What’s particularly disturbing to me is all the chatter about how eloquent this kid is, as if eloquence in the service of intellectual misdirection were somehow something to be admired.

 The Economist blogger nails the response:

He's got no problem with gay marriage, as far as I know. And he certainly doesn't think people should undermine their honourable aims by behaving irrationally. So what gives? My guess is that, like a number of right-leaning economists, Mr Landsburg has a regrettable tendency toward tone-deaf, context-dropping, contrarian provocation based on an unexamined assumption that this is what it means to be bravely rational. It is not.

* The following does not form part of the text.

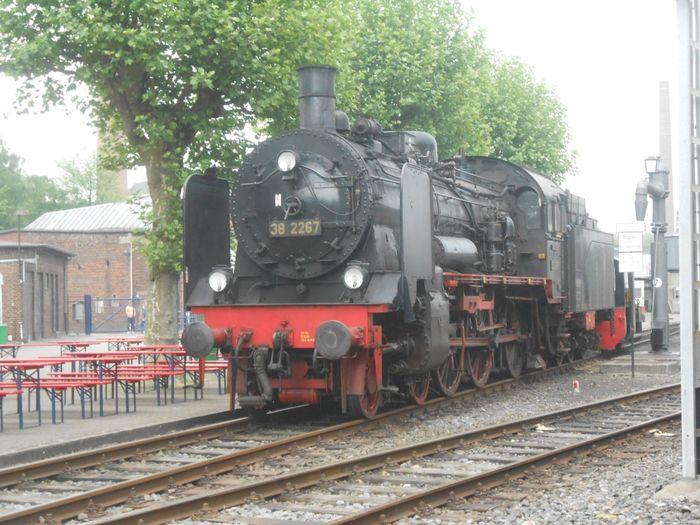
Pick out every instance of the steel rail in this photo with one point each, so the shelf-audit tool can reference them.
(232, 496)
(53, 466)
(120, 492)
(468, 486)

 That same thought kept popping into my head while reading The Armchair Economist. Landsburg and his intellectual brethren frequently make interesting analytical observations, however, the lessons and judgments that they seem to think follow are, well, tone deaf. His stubborn resistance to leaving his armchair allows him to construe the problems he wants to solve in a way that simply doesn't recognizably reflect the real world. Moreover, it allows him to act like everyone else is less rational (stupider, really) than him, because he never really stops to think about what everyone else involved might be thinking or what is really motivating their positions. But it's hard to take someone like that too seriously.

I'd also note that one of the major features that distinguishes right-wing from left-wing types is one's willingness to give other parties the benefit of the doubt--and it's probably a more important determinant than belief in "individual responsibility."